For me it was about much more than social conditioning. It was about edges softening, anxiety abating, pain relief. Drugs can do all of that, for a while. Glad it’s not an issue for you. Thanks for reading and commenting.
You’re a brave woman Susan. Alcohol can be seductive and elusive. It can sneak up on you and before you know it, it becomes the problem.
Leslie
Thank you. I do believe courage is involved in walking away from something so seductive and addictive, but in my case, also lots of wisdom that landed in my lap at just the right time (from Annie Grace, the author) and also God’s grace! Thanks for reading and commenting.
I hope this doesn’t sound freaky =) but I’ve appreciated something of your journey and the giving that has marked your life in the glimpses from Jason’s bio.
This is an interesting post. It is deeply humbling to consider that animals (at least those in the wild) don’t suffer addictions. Their unconscious and conscious minds work in harmony, and they live with a clarity about their needs. May you keep on from strength to strength.

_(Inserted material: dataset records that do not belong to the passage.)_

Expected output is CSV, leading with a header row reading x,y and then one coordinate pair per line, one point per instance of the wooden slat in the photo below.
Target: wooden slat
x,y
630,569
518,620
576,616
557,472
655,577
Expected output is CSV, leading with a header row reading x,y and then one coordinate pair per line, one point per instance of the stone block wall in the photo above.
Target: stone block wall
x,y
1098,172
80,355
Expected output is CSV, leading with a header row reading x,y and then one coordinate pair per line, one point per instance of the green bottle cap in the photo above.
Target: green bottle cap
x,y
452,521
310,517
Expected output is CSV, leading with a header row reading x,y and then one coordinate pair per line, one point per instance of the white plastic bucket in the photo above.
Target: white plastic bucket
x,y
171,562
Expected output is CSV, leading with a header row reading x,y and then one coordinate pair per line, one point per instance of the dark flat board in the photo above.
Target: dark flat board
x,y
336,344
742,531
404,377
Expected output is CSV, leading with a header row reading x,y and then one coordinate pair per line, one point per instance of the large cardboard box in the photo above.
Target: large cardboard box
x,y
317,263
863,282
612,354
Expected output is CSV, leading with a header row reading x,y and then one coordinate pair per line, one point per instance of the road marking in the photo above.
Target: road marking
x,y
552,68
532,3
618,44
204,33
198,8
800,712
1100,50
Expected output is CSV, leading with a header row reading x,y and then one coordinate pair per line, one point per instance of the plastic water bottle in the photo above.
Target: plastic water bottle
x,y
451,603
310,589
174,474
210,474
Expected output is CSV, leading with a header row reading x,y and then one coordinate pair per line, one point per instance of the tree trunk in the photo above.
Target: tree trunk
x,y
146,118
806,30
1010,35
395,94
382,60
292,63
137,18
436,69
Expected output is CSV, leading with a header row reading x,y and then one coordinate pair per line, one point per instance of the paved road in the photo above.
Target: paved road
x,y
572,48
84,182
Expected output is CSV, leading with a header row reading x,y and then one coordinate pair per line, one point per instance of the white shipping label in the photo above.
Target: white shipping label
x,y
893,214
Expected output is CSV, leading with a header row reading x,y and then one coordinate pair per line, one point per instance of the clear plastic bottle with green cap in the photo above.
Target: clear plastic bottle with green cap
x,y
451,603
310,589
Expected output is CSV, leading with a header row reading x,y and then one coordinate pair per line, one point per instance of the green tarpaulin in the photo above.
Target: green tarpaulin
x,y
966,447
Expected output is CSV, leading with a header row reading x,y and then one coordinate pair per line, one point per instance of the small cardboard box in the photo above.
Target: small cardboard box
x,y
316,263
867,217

“Happiness is when what you think, what you say, and what you do are in harmony.”
Mahatma Gandhi
Not freaky at all… Jason and I are very close, and I love that he has shared much of our journey on his blog! Thanks for reading. And that’s interesting about how animals in the wild not suffering addictions…. And yes, keeping my unconscious and conscious minds working in harmony is what it’s all about. This Thursday makes 6 months since my last drink. I appreciate your comments very much!
Susan, you have done a good thing. My birth mother drank throughout her pregnancy with me and I have FAS. You should be proud! Bless!
Hi Sam. Sorry I didn’t see your comment when you left it back in March. I was looking over old posts and saw it today. So sorry for what you are suffering as a result of your birth mother’s drinking while pregnant. I hope that you are healing. Thanks for reading and sharing.
Hi Susan, You are such a wise, brave, sweet person. So glad I was led to your site. This is not an easy journey. Thank you for the inspiration.
Thanks for reading and commenting, Tina.